USS Bali (ID-2483)

USS Bali (ID-2483)

Bali (Dutch Freighter, 1917) photographed circa 1917-1918, with Dutch neutrality markings on her bow.
Career (USA)
Name: USS Bali
Namesake: One of the Sunda Islands, a subgroup of the Malay Archipelago now a part of Indonesia and formerly a part of the Netherlands East Indies
Owner: Stoomvaart Mattschappij Nederland
Port of registry: Netherlands
Builder: Rotterdam Droogd. Maat. at Rotterdam
Laid down: date unknown
Launched: in 1917
Acquired: 21 March 1918
Commissioned: as USS Bali (ID-2483) on 27 March 1918
Decommissioned: 30 May 1919
Struck: 30 May 1919
Captured: seized by customs officials at New York City under Proclamation 1436 of 20 March 1918 (40 Stat. 1761)
Fate: returned to her owner 30 May 1919; subsequently scrapped after being bombed by the Luftwaffe during World War II
General characteristics
Type: Freighter
Tonnage: 6694 gross tons
Displacement: 17,300 tons
Length: 420' 6"
Beam: 54' 8"
Draft: 29' 3"
Propulsion: Steam engine, single screw
Speed: 12 knots
Complement: 77 officers and enlisted
Armament: 5-inch gun and a 6-pounder
Notes: Also known as SS Bali (Dutch registry) and SS Max Wolf (Greek registry)
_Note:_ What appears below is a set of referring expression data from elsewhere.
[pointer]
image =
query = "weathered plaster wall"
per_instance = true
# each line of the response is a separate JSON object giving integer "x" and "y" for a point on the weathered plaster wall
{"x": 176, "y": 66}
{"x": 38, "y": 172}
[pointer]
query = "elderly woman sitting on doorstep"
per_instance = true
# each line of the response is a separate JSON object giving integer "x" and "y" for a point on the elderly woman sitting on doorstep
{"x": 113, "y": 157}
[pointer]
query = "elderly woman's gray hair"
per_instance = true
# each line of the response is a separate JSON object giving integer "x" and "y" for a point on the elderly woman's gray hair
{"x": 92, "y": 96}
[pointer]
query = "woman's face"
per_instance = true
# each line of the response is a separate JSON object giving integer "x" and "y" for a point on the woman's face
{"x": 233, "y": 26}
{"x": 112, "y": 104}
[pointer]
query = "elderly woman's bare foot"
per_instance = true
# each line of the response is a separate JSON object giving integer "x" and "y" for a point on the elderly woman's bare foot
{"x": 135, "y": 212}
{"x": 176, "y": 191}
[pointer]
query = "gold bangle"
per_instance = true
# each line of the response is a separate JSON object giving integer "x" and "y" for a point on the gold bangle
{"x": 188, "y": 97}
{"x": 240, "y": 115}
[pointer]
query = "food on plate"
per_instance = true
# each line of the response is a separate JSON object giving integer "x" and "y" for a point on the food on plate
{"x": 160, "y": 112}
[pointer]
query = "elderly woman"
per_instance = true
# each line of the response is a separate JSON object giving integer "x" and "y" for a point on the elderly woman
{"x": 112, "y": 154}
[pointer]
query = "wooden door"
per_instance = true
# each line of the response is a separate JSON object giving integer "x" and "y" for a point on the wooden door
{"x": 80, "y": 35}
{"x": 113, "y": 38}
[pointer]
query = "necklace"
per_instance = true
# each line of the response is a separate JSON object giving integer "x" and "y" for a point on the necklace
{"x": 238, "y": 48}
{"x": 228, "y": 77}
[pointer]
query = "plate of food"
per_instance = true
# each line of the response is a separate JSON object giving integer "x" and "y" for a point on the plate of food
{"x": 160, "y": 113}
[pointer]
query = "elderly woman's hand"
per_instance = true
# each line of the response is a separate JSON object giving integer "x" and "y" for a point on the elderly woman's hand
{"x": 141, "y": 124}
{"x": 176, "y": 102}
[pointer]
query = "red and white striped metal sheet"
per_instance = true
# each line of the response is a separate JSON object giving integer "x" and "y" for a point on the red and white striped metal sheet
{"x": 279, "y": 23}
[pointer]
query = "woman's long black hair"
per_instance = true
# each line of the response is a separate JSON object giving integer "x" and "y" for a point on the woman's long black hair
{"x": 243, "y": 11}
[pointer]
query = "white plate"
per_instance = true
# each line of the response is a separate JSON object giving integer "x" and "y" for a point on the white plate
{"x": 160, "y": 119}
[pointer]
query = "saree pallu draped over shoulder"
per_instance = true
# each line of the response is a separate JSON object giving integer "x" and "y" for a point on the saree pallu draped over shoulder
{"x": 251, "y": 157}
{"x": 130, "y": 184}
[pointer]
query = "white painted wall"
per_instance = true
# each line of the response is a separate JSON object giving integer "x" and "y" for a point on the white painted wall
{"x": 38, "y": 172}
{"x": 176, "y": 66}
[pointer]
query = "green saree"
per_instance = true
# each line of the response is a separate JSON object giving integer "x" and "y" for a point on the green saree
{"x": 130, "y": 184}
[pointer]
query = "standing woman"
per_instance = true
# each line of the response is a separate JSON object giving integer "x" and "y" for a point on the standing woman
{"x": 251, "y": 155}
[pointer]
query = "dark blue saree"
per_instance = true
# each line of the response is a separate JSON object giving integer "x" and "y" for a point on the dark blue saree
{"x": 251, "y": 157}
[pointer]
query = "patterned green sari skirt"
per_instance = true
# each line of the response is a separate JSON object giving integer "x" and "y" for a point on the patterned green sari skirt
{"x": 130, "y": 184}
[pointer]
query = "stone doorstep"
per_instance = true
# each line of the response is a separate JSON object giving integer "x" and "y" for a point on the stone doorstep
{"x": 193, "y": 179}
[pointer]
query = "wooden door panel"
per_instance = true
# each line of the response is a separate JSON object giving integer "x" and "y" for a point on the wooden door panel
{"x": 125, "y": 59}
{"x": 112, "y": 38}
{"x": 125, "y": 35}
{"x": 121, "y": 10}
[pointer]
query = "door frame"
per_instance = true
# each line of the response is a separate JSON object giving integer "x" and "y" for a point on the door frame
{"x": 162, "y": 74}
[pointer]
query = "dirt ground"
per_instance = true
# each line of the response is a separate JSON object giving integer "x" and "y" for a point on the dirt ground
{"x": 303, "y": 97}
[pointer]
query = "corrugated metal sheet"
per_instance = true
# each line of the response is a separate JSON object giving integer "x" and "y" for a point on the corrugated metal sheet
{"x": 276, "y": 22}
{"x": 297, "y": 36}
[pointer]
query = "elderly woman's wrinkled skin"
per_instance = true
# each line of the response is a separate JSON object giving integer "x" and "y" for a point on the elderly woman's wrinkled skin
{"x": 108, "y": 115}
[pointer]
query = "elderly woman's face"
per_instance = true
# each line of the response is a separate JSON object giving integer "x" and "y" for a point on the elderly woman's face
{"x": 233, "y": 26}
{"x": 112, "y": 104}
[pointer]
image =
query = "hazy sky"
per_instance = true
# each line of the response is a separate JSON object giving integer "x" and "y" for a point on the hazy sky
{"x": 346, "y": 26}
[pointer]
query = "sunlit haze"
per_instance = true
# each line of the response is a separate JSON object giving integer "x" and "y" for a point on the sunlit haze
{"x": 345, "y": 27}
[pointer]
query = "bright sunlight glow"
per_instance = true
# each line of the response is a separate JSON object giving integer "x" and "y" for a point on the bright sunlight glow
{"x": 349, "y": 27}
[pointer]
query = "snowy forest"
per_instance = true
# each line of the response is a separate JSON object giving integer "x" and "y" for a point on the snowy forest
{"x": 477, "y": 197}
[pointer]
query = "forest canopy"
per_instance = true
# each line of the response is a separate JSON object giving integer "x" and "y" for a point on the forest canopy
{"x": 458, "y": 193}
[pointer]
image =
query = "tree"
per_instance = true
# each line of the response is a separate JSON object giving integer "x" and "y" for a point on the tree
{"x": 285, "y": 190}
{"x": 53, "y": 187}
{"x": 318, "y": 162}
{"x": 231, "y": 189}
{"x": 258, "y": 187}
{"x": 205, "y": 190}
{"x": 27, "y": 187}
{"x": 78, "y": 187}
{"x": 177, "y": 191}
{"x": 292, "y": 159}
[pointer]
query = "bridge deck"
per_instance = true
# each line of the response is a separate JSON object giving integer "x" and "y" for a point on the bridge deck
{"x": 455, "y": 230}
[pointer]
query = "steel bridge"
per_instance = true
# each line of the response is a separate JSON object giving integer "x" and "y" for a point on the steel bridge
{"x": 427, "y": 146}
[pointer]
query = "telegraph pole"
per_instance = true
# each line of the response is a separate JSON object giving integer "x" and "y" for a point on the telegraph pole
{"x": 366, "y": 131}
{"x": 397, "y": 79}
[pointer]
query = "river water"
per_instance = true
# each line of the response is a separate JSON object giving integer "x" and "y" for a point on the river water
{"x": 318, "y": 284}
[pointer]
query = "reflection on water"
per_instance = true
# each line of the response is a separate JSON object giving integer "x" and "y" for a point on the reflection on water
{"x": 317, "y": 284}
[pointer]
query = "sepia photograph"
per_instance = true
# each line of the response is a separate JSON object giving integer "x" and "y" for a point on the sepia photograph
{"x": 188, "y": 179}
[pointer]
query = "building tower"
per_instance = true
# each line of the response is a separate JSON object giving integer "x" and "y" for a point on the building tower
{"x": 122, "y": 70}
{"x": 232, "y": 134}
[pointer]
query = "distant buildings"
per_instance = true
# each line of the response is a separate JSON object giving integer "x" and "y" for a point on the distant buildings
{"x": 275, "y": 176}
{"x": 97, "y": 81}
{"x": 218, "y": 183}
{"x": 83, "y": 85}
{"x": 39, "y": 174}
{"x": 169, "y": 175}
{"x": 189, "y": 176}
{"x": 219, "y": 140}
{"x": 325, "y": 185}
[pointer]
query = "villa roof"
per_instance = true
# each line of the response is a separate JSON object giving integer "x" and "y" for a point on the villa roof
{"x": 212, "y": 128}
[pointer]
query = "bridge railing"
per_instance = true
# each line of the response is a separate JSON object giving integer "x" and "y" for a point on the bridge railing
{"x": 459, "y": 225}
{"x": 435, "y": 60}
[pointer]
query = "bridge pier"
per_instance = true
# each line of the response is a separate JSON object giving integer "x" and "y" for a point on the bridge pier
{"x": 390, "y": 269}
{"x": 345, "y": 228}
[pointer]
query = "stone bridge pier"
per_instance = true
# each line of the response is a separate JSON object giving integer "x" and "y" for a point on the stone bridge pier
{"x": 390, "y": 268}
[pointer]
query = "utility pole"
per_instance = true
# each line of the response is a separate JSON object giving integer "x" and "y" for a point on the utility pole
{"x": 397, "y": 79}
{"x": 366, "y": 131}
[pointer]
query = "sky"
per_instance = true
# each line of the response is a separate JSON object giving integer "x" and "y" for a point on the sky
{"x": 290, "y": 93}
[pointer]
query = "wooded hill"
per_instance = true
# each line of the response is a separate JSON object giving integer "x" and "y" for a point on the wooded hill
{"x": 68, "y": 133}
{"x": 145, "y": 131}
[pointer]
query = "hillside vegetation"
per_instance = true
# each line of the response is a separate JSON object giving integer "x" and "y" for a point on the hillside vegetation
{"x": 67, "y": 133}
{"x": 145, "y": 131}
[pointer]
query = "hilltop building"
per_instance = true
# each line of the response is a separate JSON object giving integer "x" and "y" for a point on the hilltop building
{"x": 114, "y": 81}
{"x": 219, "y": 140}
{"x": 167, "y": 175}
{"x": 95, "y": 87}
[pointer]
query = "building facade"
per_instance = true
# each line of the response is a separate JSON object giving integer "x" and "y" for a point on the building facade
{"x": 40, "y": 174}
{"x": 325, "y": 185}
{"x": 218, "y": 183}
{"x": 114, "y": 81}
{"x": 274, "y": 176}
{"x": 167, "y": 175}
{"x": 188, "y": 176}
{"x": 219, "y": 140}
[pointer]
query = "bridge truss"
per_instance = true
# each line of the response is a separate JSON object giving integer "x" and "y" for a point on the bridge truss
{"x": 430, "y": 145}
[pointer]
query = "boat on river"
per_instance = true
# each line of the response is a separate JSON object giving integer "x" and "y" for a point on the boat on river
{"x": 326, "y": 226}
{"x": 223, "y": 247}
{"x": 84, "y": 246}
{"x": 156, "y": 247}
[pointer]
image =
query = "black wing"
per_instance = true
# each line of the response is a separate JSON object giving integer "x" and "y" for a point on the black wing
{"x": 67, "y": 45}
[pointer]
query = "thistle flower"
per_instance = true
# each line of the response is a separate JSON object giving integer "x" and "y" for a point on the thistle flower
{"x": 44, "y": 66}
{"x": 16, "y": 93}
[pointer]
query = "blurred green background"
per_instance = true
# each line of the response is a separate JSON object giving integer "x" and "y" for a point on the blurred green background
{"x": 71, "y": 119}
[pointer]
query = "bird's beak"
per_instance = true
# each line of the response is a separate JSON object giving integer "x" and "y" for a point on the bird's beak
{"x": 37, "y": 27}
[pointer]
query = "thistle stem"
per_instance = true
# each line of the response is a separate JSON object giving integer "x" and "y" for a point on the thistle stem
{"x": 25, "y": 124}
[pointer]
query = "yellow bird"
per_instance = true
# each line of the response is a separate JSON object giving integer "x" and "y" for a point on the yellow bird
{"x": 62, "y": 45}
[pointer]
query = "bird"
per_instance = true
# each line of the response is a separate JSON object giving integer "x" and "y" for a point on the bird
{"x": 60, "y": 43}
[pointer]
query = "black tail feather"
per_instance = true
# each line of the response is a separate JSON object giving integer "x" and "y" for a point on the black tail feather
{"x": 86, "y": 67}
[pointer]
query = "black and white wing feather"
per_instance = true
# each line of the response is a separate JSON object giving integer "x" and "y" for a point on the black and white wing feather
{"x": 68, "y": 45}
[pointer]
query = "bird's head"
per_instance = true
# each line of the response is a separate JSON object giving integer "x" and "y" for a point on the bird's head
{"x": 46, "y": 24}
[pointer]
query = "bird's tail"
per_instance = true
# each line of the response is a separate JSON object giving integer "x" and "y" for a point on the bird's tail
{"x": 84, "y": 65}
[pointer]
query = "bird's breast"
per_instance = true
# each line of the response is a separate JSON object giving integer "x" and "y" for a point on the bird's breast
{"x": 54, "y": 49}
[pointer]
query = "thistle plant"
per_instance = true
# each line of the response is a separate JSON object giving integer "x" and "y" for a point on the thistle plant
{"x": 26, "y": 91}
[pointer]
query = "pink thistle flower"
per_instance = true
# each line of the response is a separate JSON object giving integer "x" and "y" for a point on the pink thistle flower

USS Bali (ID 2483) was a large Dutch freighter seized in New York City by the U.S. Customs Service during World War I. She was assigned to the U.S. Navy and later the U.S. Army as a cargo ship to be used to carry military cargo to Allied forces in France. After a number of transatlantic voyages, she was returned to the Dutch government at war’s end. She subsequently remained busy transporting cargo until World War II, when she was wrecked by Luftwaffe bombers in the Mediterranean. Her remains were reclaimed and disposed of by scrapping in 1951.